The ongoing march of technology and management make talent everyone’s priority. Are you ready for the next step?
by Mike Prokopeak
August 8, 2012
The end is near.
I’m talking about the end of human resources as the sole responsibility of HR professionals.
I know the demise of HR has been predicted before. I’ve heard the pet names people have for their HR departments. “Human roadblocks” is one moniker, according to an executive I talked to recently. It was one of the kinder nicknames.
But it’s not the frustration some feel about the state of their people practice that’s driving the end of HR as we know it. It’s the result of something forward-thinking talent managers have been dreaming of for a long time. It’s the much-longed-for day when managing talent isn’t the job of a corporate talent manager — it’s everyone’s job.
In this tantalizing state, finding a qualified candidate isn’t something busy managers outsource to their recruiting department. A struggling employee isn’t the responsibility of an HR manager to sort out. Plummeting engagement levels aren’t something the executive suite tasks the HR department to address.
In this elusive state, executives actively create a workplace culture that puts its money where its mouth is when it says people are the most important asset.

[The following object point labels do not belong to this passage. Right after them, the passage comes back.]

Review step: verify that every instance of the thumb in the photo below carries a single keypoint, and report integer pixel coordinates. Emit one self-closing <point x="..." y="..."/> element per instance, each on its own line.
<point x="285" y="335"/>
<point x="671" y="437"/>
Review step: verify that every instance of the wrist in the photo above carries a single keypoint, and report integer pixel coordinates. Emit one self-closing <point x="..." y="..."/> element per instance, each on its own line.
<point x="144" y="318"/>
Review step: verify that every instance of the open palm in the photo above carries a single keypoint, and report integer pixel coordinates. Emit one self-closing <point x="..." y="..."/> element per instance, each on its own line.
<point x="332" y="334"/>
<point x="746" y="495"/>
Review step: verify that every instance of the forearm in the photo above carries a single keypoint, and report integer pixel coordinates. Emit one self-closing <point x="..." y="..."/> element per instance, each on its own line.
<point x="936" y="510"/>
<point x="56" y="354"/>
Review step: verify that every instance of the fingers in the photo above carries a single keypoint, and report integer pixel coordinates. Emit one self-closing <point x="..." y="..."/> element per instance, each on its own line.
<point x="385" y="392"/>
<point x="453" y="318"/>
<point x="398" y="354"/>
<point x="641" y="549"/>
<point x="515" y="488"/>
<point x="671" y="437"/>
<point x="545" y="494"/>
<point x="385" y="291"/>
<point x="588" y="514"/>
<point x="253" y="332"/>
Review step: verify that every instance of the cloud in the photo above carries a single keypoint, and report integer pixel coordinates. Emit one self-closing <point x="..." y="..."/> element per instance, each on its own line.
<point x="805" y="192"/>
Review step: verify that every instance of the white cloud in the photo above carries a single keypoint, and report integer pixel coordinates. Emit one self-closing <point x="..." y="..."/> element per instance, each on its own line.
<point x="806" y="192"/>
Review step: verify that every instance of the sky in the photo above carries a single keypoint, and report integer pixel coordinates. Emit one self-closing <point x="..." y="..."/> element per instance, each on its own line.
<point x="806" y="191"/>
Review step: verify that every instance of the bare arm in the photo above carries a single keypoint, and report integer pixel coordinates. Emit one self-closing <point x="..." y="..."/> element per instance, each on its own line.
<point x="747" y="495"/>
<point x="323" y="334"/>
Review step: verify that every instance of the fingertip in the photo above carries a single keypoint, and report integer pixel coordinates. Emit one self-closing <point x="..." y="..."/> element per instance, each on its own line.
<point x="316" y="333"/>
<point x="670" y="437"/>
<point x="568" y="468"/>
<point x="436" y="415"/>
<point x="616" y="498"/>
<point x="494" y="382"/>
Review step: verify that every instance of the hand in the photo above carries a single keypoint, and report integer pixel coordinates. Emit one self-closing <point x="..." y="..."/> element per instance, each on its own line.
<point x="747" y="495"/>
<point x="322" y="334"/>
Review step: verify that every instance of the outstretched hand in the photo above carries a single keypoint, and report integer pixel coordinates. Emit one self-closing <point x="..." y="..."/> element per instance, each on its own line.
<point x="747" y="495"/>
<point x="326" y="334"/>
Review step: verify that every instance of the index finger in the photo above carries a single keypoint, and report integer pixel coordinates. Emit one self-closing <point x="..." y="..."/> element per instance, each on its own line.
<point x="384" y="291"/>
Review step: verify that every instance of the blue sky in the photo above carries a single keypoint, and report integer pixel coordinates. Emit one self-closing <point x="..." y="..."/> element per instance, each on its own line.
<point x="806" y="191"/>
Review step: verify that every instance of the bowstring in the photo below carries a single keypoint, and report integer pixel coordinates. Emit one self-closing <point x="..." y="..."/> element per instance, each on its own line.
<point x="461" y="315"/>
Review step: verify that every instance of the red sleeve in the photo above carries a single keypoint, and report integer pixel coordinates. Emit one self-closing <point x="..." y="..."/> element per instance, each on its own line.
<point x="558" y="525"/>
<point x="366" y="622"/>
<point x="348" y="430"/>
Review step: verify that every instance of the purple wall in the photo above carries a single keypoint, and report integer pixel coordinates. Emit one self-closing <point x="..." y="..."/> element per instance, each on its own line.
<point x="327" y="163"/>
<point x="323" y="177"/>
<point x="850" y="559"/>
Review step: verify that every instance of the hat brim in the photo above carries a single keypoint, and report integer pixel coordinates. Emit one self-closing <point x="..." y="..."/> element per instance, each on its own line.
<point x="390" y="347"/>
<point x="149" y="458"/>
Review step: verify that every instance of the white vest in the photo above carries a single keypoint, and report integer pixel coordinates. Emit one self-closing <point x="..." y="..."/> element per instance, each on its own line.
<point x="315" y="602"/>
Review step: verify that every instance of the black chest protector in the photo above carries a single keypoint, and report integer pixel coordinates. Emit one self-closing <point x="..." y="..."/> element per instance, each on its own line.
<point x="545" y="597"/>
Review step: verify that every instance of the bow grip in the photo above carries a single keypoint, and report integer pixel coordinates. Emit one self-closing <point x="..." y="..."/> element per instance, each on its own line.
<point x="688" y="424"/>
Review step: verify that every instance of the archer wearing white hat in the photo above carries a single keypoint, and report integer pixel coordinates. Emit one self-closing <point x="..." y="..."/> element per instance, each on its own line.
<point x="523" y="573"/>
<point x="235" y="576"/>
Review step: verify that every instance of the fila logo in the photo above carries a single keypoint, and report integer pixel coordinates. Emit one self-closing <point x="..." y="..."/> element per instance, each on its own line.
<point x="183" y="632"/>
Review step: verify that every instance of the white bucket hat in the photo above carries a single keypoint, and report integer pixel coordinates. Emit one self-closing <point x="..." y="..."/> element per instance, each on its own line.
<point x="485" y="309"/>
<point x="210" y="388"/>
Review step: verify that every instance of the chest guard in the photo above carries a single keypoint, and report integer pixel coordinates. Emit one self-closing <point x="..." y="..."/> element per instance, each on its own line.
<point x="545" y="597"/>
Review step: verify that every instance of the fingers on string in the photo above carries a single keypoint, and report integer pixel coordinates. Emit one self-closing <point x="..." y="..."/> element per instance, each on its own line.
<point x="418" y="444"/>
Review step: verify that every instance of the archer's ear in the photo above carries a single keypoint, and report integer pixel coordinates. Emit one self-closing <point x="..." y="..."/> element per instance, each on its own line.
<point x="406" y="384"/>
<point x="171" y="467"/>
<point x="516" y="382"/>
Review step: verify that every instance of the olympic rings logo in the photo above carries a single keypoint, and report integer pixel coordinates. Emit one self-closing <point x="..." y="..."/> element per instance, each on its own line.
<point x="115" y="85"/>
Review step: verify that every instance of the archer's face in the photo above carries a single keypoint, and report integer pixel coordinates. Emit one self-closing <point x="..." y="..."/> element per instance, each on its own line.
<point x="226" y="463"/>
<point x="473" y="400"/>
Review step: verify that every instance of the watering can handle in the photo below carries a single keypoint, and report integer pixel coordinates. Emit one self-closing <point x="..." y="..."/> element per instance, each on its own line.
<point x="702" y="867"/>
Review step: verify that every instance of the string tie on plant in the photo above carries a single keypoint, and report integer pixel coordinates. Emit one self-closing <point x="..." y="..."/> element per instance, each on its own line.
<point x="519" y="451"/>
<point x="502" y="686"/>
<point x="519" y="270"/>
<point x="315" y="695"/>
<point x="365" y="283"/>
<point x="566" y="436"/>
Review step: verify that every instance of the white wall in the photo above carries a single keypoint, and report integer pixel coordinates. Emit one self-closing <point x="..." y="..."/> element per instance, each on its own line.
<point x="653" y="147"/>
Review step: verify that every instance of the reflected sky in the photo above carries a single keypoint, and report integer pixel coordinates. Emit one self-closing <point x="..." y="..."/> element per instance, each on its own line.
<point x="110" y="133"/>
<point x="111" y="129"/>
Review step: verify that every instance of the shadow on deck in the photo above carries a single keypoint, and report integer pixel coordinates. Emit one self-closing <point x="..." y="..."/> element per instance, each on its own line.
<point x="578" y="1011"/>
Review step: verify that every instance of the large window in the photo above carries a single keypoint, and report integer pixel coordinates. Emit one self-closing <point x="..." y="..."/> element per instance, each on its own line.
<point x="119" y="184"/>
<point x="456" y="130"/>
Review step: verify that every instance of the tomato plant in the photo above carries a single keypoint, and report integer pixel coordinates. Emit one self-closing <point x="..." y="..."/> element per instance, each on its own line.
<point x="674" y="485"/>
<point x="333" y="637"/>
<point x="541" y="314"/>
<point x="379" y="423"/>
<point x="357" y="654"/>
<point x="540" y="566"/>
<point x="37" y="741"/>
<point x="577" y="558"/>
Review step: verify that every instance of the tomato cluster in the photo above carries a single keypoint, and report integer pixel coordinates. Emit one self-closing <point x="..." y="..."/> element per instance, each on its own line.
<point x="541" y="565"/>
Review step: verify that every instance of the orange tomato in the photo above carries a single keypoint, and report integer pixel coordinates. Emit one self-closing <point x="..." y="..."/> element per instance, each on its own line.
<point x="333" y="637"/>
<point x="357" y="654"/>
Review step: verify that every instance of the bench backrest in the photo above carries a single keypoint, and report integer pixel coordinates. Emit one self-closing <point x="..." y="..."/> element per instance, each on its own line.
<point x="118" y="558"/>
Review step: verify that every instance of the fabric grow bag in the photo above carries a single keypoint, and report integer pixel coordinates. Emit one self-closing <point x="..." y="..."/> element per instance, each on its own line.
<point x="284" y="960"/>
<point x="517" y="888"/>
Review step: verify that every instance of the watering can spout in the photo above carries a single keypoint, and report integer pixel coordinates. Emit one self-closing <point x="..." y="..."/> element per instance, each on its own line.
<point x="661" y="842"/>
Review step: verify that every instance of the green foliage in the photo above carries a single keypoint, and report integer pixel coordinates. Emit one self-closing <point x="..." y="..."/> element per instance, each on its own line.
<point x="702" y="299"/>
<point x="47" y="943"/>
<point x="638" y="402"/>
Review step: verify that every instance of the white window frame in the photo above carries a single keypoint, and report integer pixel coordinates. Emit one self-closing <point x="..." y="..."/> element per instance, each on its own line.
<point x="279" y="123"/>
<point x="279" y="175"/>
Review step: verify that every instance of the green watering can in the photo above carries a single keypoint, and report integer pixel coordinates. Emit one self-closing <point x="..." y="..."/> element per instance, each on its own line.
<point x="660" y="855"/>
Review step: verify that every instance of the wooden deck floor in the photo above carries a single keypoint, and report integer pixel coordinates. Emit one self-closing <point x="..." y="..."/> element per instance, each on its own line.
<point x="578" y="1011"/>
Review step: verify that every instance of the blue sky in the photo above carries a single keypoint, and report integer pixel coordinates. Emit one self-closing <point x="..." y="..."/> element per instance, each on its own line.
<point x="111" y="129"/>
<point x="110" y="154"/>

Managers diagnose an employee whose high potential has lapsed into subpar performance. High-level discussions about internal talent and succession aren’t just something that happens once a year. They’re woven into the fabric of day-to-day operations.
Driven by technology and augmented by market forces, that state is no longer far-fetched. Managing talent has become the responsibility of everyone. But rather than getting HR that proverbial seat at the table, many talent managers may find they’re the last one standing in a game of musical chairs.
According to IBM’s 2012 Global CEO Study, people skills are the second highest priority for chief executives across the world. Despite a steady stream of news about precarious and volatile markets and ongoing global unrest, in bosses’ minds, the level of organizational talent outranked the market, regulatory concerns, ongoing globalization and geopolitical and socioeconomic factors when it came to time and attention.
More than 71 percent of the 1,700 CEOs surveyed said human capital is the key source of sustained value in their organizations, even more than the traditional bread-and-butter of corporate value: customer relations.
That’s not new. Study after study in the last few years indicate the real source of future value isn’t physical infrastructure or current market share. It’s the intellectual capital, creativity, knowledge and know-how of the organization’s human capital where real long-term value lies.
According to the IBM survey, the only thing that beat people skills when CEOs pondered the next three to five years is technology. It’s here where talent managers can see most directly the big push toward the end of HR as we know it.
Technology reshapes how people connect with one another and how organizations are formed. It allows people to collaborate and share in ways that are radically different than before. Activists in the Middle East deployed social media to help topple decades-old regimes. Technology is also reshaping how organizations manage their people. The socially connected enterprise puts a premium on collaboration in its people management. But that’s only part of the story.
Burgeoning analytical tools and platforms promise to put easy-to-use dashboards in the hands of executives. These tools put detailed talent assessments, gap analyses and succession plans directly into the hands of the managers who make the decisions. On-the-fly performance management tools make performance evaluation and conversation part of managers’ daily workflow.
Collaborative, experiential and on-demand employee development tools take employees out of classroom instructors’ hands and back into the field under managers’ vigilant eyes.
All of which begs the question: When everyone is managing talent, what’s the point of the talent manager? When HR as we’ve traditionally known it is no longer, it’s time to reinvent how we do what we do. Fortunately, there’s still time to figure it out. The end is near, but it’s not now.